A wall of WAAM built material was manufactured through Cold Metal Transfer (CMT), using ER100S-1 welding wire as the feedstock, creating a wall approximately 24 mm thick. The manufacturing process included utilising a programmed robotic arm, a CMT power source, and a torch. Within the system, shielding gas and wire were supplied throughout. The manufacturing parameters and chemical composition of the ER100S-1 wire used can be seen in

Table 1. Manufacturing parameters of CMT of WAAM.

Manufacturing Parameters for CMT of WAAM
Shielding Gas	AR + 20% CO2
Gas Flow Rate	15 L/min
Robot Travelling Speed	7.33 mm/s
Wire Diameter	1.2 mm
Wire Feed Speed	7.5 m/min
Dwell Time	120 s

and

Table 2. Chemical Composition of ER100S-1 WAAM Wire.

Chemical Composition of ER100S-1 WAAM Wire (wt.%)
	C	Mn	Cr	Si	Ni	Mo
ER100S-1	0.08	1.70	0.20	0.60	1.50	0.5

, respectively. A previous study by Ermakova et al. conducted a microstructural and mechanical investigation into the properties of ER100S-1 material and can provide more insight into the material [20]. The building strategy employed was an oscillation method aimed at reducing the presence of columnar grains. The wall was constructed onto a substrate of EN10025 rolled structural steel. The substrate was clamped to the bench via eight clamps. This was performed to reduce the distortion within the build plate during the high temperatures experienced in manufacturing. Once the wall reached ambient temperature, the clamps were removed, and the wall was detached from the substrate. Electro Discharge Machining (EDM) was used to extract two notched Compat Tension, C(T), specimens from the wall. The orientation of the crack path is vertical, i.e., the crack path is perpendicular to the AM layer, with one specimen coming from the top of the wall and the other coming from the bottom. The C(T) specimens were designed to the ASTM E647 standard with the following dimensions: width, W = 50 mm; height, H = 60 mm; total thickness, B = 16 mm, and initial crack length, a₀ = 17 mm. Clip gauge knife edges were also machined on the specimens as per the ASTM 1820 standard for conducting fatigue crack growth tests.

2.2. Surface Treatment

One C(T) specimen was subjected to high-pressure rolling. The rolling parameters used were derived from the Finite Element Analysis conducted by Pi et al. [21]. As a result, a 20 mm wide high-strength steel roller with a 50 mm diameter was used. The rolling was applied from the crack tip of the first C(T) specimen for a total distance of 8 mm at a radial rate of 100 mm/s at an 80 kN load. The specimen was clamped to the bench via three clamps, a roller was attached to a movable rig, and a laser tag was used for alignment. The adoption of 8 mm was based on Pi et al. [21] as their study demonstrated that it resulted in the optimal residual stress pattern. The rolling was performed sequentially on both free surfaces. This method developed an area with approximate dimensions of 20 × 8 mm² for the rolled surface ahead of the specimen’s V-notch.

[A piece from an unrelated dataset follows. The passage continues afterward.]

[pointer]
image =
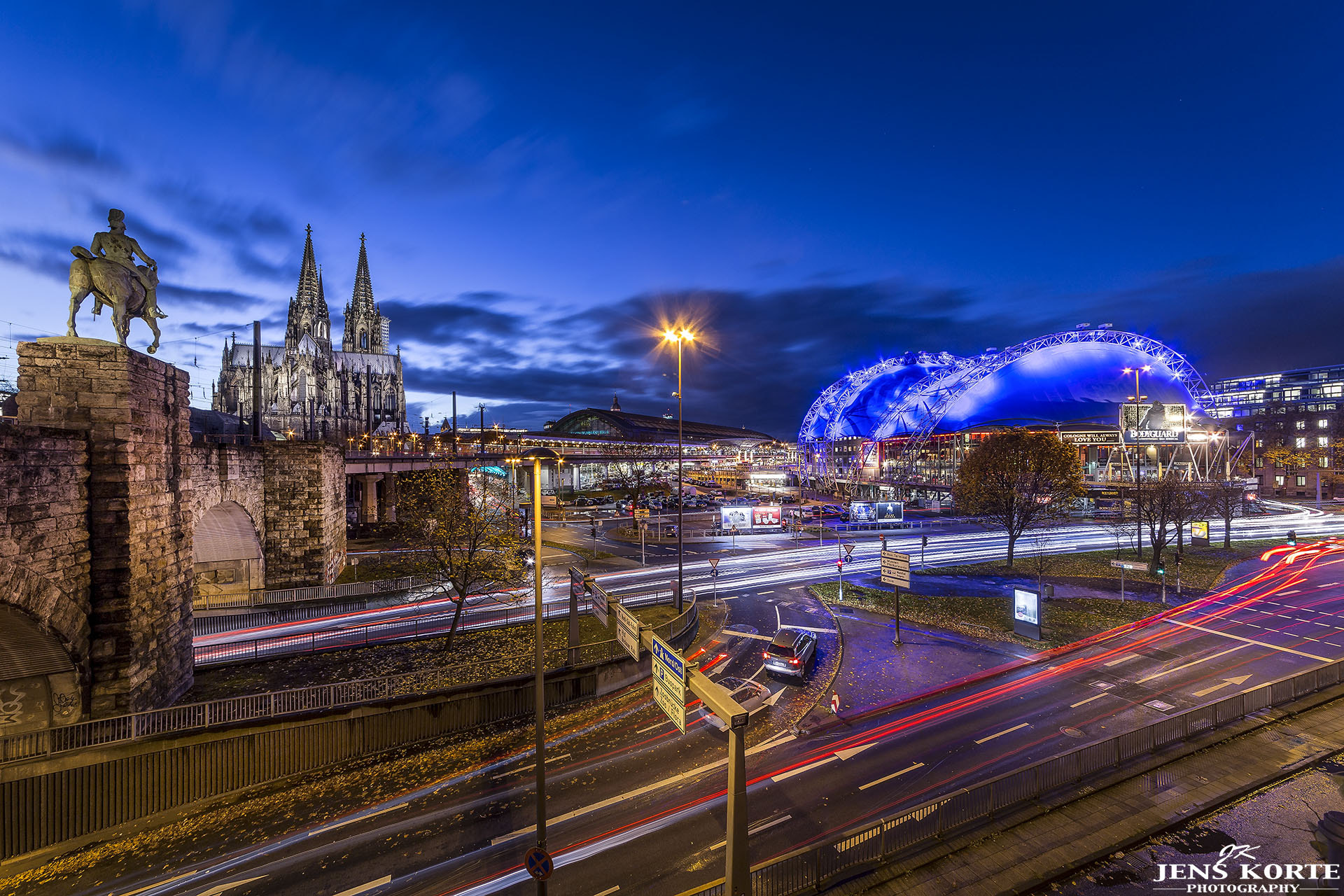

The other C(T) specimen was surface treated through a laser shock peening method for the same area of 20 × 8 mm² around the machined V-notch tip, applied on both sides of the specimen so that it could be comparable to the rolled specimen. The laser parameters used for this were a spot size of 3 mm², an energy level of 8.1, a power density of J = 5 GW/cm², and a pulse duration of 18 ns. Three layers were applied, thus ensuring 300% coverage. More information about the surface treatment processes can be found in [19].

2.3. Fatigue Cracking

Both C(T) specimens showed fatigue cracking of 3 mm from the machined V-notch tip through an applied cyclic tensile load, as shown in Figure 1. This was followed on from the distribution of residual stress analysis work carried out by Ermakova et al. [19] looking at the impact of fatigue on the material and evaluating how the surface treatments affect this distribution. The fatigue testing was implemented via constant amplitude loading, with R = 0.1 and a maximum load of 18 kN on an Instron 8800 servo-hydraulic system. High-resolution cameras were mounted on both sides of the specimens to monitor the crack growth and terminate the test at the desired crack length.

2.4. Neutron Diffraction

Neutron diffraction is a technique used in the imaging and analysis of crystal materials and their properties. This method works off the principles of Bragg’s law, shown in Equation (1), whereby neutrons are fired from a detector to a specified point within a material. The neutrons diffract off internal planes within the structure of the material and are captured by a detector where the diffraction angle can be measured. Figure 2 showcases a simple diagram for this process. The diffraction angles, ${\theta }^{hkl},$ are calculated along with the wavelength of the neutron beam; $\lambda$ can then be used to calculate the interplanar spacing, $d^{hkl}$, and subsequent internal strains. This method was utilised at the Institut Laue-Langevin (ILL) using their advanced neutron strain analyser, SALSA.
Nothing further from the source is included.